Embedly Challenge Results

dustingetz · on Feb 13, 2012

> a text of 900 unique words

  >>> words = [2520/i for i in range(1, 900)]
  >>> len(words)
  899

hmmm.. anyway:

  occs = [2520/(n+1) for n in range(900)]	
  assert 900 == len(occs)
  assert [2520, 1260, 840, 630, 504] == occs[:5]

  num_words = sum(occs)

  for guess in range(100):
      count = countWords(occs[:guess])
      if count >= num_words/2: break

  assert 21 == len(occs[:guess])

screeley · on Feb 13, 2012

Updated accordingly. We used floats instead of ints which means that it should have been 21 not 22.

Terretta · on Feb 24, 2012

It would be unusual to have non integer occurrences of words in the text. But given the question didn't specify how to round, both 21 and 22 could be valid answers even with only whole number counts of words. Round down gives 21, while round by half gives 22.

Interesting to see how few of the proposed answers used an HTML parsing library (simplistic matching of potentially unknown document syntaxes is a notoriously brittle approach), and surprised how few counted depth relative to the article tag.

Given embedly's business and the setup discussion, seems like a valid solution should work with any arbitrary HTML page containing an article tag and paragraphs within it, while many of the gist lists either counted P depths by hand (!) or assumed that one particular document.

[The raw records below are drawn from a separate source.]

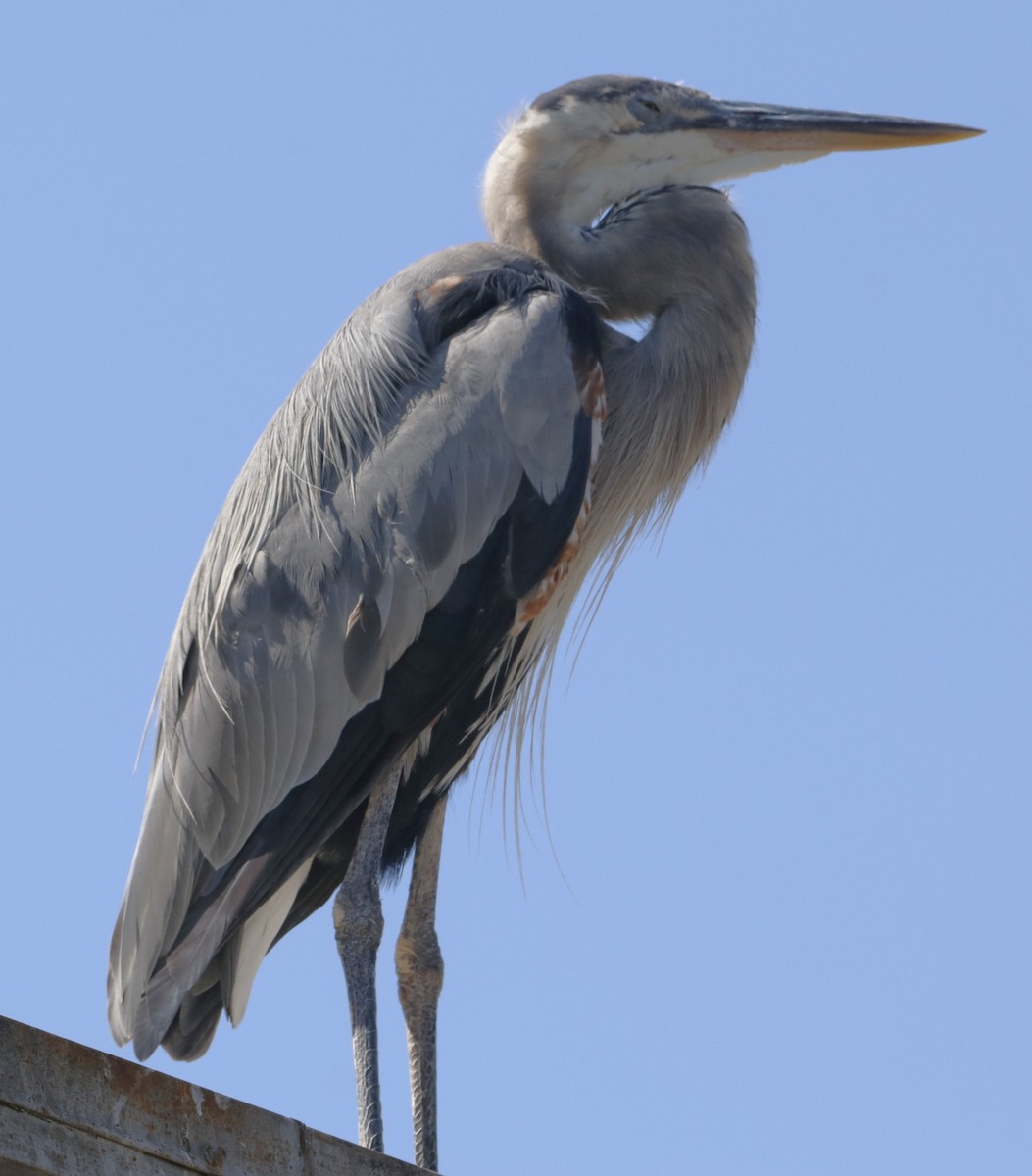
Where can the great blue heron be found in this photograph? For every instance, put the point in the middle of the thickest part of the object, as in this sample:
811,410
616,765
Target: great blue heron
393,567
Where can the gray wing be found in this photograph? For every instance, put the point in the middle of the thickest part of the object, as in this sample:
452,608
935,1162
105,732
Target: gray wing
449,401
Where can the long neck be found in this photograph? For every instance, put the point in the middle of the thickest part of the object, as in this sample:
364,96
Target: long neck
678,257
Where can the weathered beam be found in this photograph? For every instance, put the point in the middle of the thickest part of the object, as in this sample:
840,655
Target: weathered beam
66,1109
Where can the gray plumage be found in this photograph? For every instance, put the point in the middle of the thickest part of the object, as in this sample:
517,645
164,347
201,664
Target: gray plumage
393,567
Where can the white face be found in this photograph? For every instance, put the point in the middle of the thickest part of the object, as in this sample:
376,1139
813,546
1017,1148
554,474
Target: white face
596,154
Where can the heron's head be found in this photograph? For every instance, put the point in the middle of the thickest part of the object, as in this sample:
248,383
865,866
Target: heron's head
579,148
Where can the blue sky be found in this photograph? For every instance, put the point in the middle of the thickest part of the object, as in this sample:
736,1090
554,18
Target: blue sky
777,918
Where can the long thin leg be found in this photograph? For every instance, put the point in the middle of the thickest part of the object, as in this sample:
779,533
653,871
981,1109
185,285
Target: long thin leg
359,923
419,977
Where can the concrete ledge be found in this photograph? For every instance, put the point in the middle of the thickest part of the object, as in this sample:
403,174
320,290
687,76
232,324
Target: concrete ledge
66,1110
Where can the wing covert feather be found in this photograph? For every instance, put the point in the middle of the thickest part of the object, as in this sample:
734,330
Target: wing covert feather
287,635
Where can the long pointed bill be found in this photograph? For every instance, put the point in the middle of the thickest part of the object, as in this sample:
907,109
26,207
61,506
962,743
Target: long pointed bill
727,140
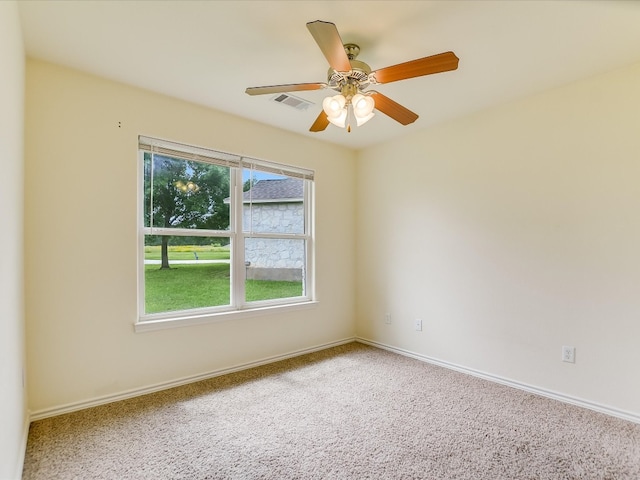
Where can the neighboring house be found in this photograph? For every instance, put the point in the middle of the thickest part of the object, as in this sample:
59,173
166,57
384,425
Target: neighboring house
274,206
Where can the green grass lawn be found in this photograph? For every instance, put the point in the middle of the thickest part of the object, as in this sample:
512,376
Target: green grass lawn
186,252
195,286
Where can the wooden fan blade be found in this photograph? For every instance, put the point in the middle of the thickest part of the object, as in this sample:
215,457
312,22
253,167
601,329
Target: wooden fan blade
393,109
292,87
443,62
321,123
328,39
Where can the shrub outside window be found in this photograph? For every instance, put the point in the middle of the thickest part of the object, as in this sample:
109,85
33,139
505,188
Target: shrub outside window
220,233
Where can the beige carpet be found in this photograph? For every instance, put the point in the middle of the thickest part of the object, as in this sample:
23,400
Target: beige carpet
350,412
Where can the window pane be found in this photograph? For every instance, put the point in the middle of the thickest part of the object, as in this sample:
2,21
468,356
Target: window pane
182,273
275,268
185,194
272,203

If the <article> tag or the <div> by it or the <p> tags had had so much as a space before the closing angle bracket (and forget about classes or styles) most of them would have failed. For the most part, only the solutions pulling in an external parsing lib would have still worked. Python's lxml.soupparser comes to mind (or lxml.etree for this task), and was happy to see several similar libs invoked.

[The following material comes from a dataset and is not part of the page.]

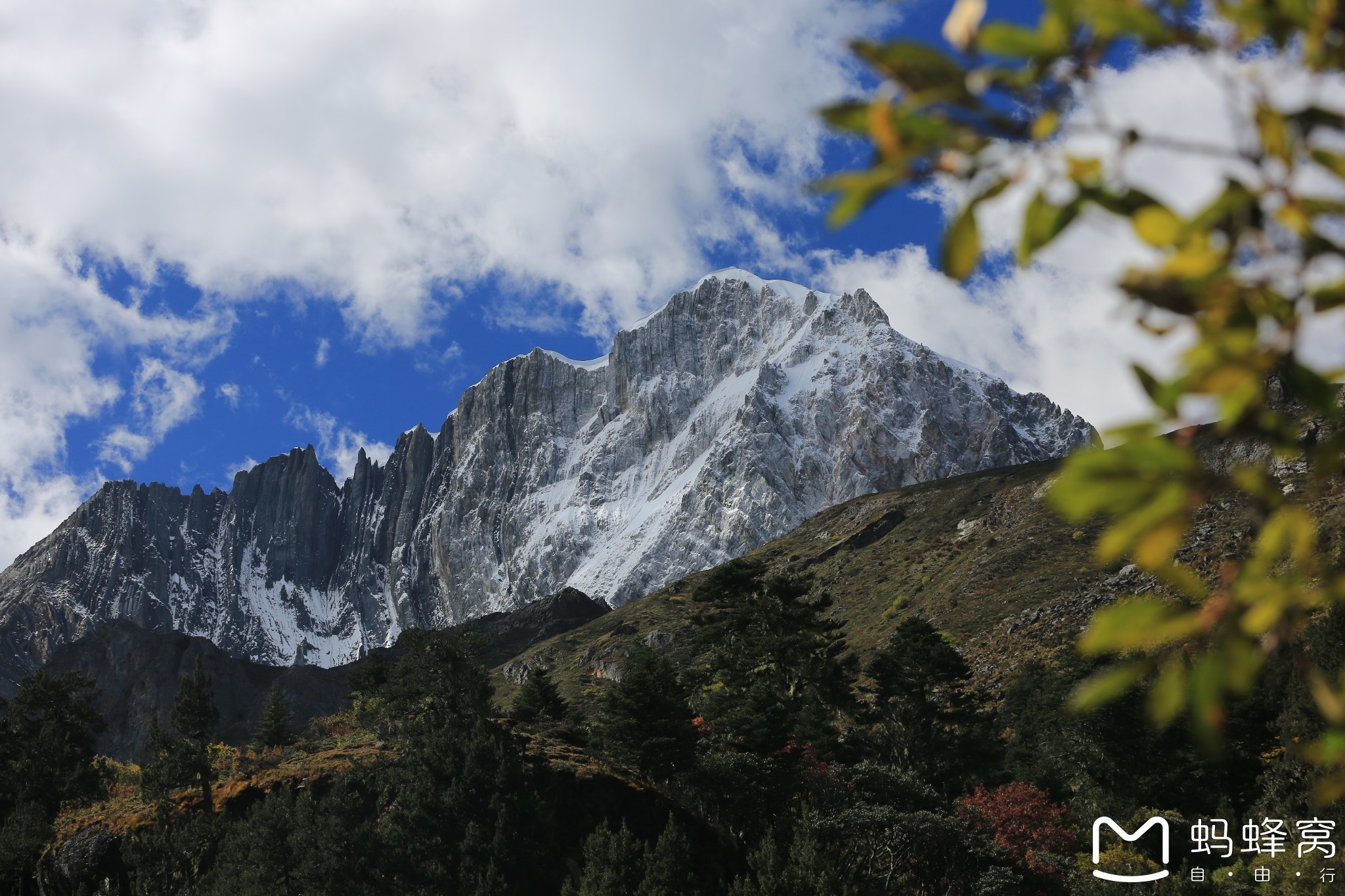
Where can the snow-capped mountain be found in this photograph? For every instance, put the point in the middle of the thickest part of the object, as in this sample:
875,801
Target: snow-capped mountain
716,423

Interesting that you had to replace the document with a cleaned up one to get more successful answers.

Thanks for sharing the results.

johno215 · on Feb 13, 2012

Living Under a Rock Question:

What is up with all the startups using .ly domain or "ly" in their name? I can understand using a foreign top level domain in order to find available domain names, but that does not explain why we don't see ones from all the other international TLDs.

Tossrock · on Feb 13, 2012

I think it's just a naming fad, along the lines of the [word]r naming fad.